What If All These 'Heritage Not Hate' People Celebrated Less Hateful Aspects Of Their Heritage Instead?
It's a choice!
Any person, when looking at their heritage and the history of their people or the state they live in, can find good things and bad things. We all have some shitty relatives, we all have some great relatives. I was born in Massachusetts. Many good things happened there and many bad things as well. One thing I can tell you though is that if you go to Salem, you're not going to see a bunch of statues honoring William Stoughton, the notorious judge in the Salem Witch Trials, nor any of court magistrates or the accusers. Why? Because while, yes, the Salem Witch Trials were a part of Massachusetts's heritage, everyone pretty much collectively agrees that they were the bad guys. So instead of honoring them, Salem chooses to memorialize the 25 people who were killed because a bunch of really stupid and evil people thought they were witches.

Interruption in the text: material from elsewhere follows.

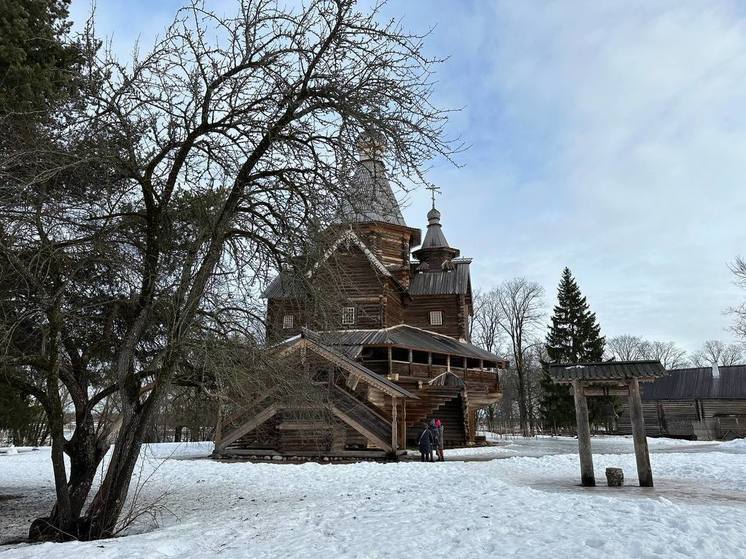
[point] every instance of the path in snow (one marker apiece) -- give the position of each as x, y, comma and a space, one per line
524, 506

And yet, the statue defenders and the Confederate flag wavers love to cry Heritage Not Hate! — often while screaming racial slurs — as if the mere fact that one is related to bad people, or that one comes from the same state as other bad people, makes the things those bad people did less bad. This is probably not a thing people would say if their relative was Charles Manson. That is probably even something they would keep quiet, on account of how it is widely understood that Charles Manson was a monster.
Hell, the Hitler family all agreed to never have children. Didn't see them going around waving Nazi flags and then getting mad when people didn't understand that they weren't celebrating the Holocaust, they were celebrating their heritage, as relatives of Hitler.
I happen to be half-Irish and half-Italian. I could, if I wanted, choose to honor and defend Magdalene asylums . Or I could get a tattoo of Mussolini across my chest. I do not do those things, because that would be super messed up. When I choose to celebrate my heritage, I do so by drinking a lot, listening to opera, and being incredibly attractive and charming.
Surely, they too could find some things to like about their culture and heritage other than "Hey, remember that time we owned people?"
It's a choice and people make these choices for a reason. They decide what they want to celebrate and honor and hold up as good and right. People in the South are not condemned to defend the Confederacy until they die. No one in the United States is required to justify the fact that our founders enslaved people, and the fact that people keep trying is as much of a problem as anything. Any of us can choose to admire the good things that happened in this country, while admitting that the bad stuff was really bad. It's not all or nothing.
Some like to say that people who enslaved people should still be celebrated if they did other stuff that was good, because "You can't hold people in those times to today's standards!"
This would make total sense if there were no such thing as historical villains, which there are, or if we didn't regularly look back at things people did in the past with horror, which we do. Again, no one is out there defending the people who conducted the Salem Witch Trials as heroes, despite the fact that they, too, were products of their time.
It would also make total sense if those complaining were not the very same people who so often use "moral relativism" as a scare term. Or if there were not people who existed at that same time, living in that same culture, who were able to figure out that slavery was bad, which there absolutely were. If all of these guys were so great and worth honoring, why were they unable to figure that out when so many others could? (Actually, many of them did figure it out, but decided "eh, fuck it, why bother?").
Slavery was never good, anywhere, but slavery in the United States was very different from slavery in most other places, in that it was entirely race-based, and defended by people claiming that God specifically wanted Black people to be slaves, and that whites were superior. Slavery was not unique by any means, but that, itself, was a concept largely unique to the United States at the time. It became more unique as time went on and other countries started getting off the slavery train and condemning the practice, as those who wanted to keep enslaving Black people felt they had to dig their heels in to really justify the practice.
This is not a tactic unique to that particular time.
There is no amount of "it wasn't really that bad!" or "the real villains were the carpetbaggers!" or "actually it was about states' rights" or "but they founded the country and came up with some otherwise good stuff!" that can hide the absolute ugliness of slavery. Or Jim Crow. Or the Salem Witch Trials. Or internment camps. Or any of the other really ugly shit we've done.
And trying to justify them won't make them any less ugly. What we can do, however, is acknowledge their ugliness, and, when we need to celebrate and cheer, we can cheer for things that are actually good. For things that are actually worth being proud of. If we were a completely irredeemable country, that would be one thing, but we're not. We've done some good shit, and we're capable of being better, just so long as we keep trying to do better.